Of course, we'll have our work cut out for us. A point of view grounded in the incredibly nuanced history of western humanistic thought is often not going to be black-and-white. It is never going to offer the certainty of having all the answers to life's questions contained in one book. It is a lot harder to communicate nuanced thinking in public sound bites but I think we have to try to communicate the philosophical underpinnings of our point of view or the religious right will do it for us. Which, if they ever attain enough popular influence, could lead to some scary things.
*NOTE: As I said, I was never more than a dilettante in the study if philosophy. In college I took a survey course on Kant, Hegel and Nietzsche, a course on Marx and Marxism, a course on the Philosophy of Aesthetics, and a seminar on Aristotle. The only reason I took the seminar on Aristotle was to get away from my women's college and take a class at a nearby co-ed school. But to my dismay, I learned belatedly that hot guys apparently don't take seminars on Aristotle. I never took any kind of introductory survey course on western philosophy, although if I recall correctly, Zen and the Art of Motorcycle Maintenance provided me with a fun overview.
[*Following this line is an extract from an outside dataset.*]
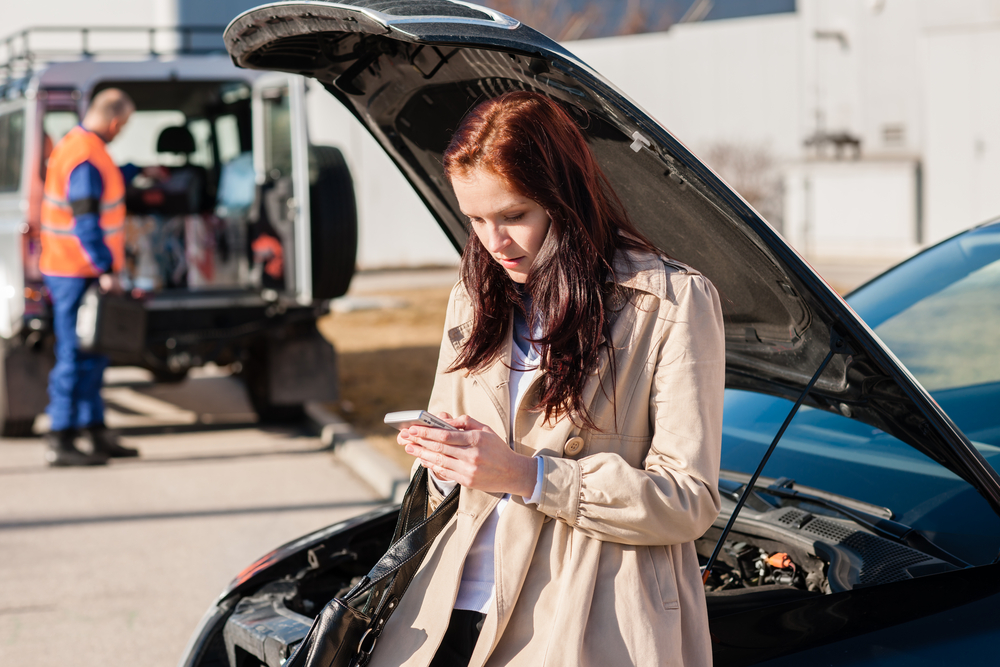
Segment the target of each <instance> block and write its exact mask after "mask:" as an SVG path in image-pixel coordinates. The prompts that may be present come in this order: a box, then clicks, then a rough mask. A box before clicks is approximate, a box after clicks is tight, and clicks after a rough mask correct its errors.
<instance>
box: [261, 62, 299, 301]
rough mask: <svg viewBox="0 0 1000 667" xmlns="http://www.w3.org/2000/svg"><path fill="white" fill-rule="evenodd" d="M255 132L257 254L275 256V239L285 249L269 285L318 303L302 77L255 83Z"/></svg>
mask: <svg viewBox="0 0 1000 667" xmlns="http://www.w3.org/2000/svg"><path fill="white" fill-rule="evenodd" d="M253 132H254V142H253V159H254V171H255V173H256V178H257V187H258V190H259V192H260V216H259V220H258V222H257V223H256V224H255V225H254V227H256V229H252V230H251V245H252V246H253V247H254V250H255V253H254V254H255V256H269V257H272V258H273V257H274V254H275V251H276V250H277V248H276V247H275V240H276V241H277V243H279V244H280V249H281V261H280V262H279V263H270V264H265V265H264V268H263V270H262V273H263V284H264V285H265V286H268V285H273V286H274V288H275V289H276V290H278V291H279V292H281V293H283V294H285V295H287V296H289V297H292V298H294V300H295V301H297V302H298V303H301V304H303V305H307V304H310V303H312V300H313V286H312V253H311V247H310V228H309V220H310V213H309V153H308V149H309V141H308V137H307V135H306V117H305V80H304V79H303V78H302V77H300V76H294V75H288V74H267V75H265V76H263V77H261V78H260V79H258V80H257V81H256V82H255V84H254V87H253ZM269 246H271V248H270V249H269ZM279 265H280V266H279ZM279 269H280V271H279Z"/></svg>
SECOND NOTE: I don't mean to leave non-western philosophies out of the mix. I haven't referred to non-western philosophy here, because on that score, I truly am uneducated. I do think that, for citizens for western countries, understanding western philosophy is of paramount importance because that is the basis of the societies we currently live in. That is not to say that we don't have a lot to learn from comparative philosophy or that non-western philosophies don't have value or meaning. Far from it!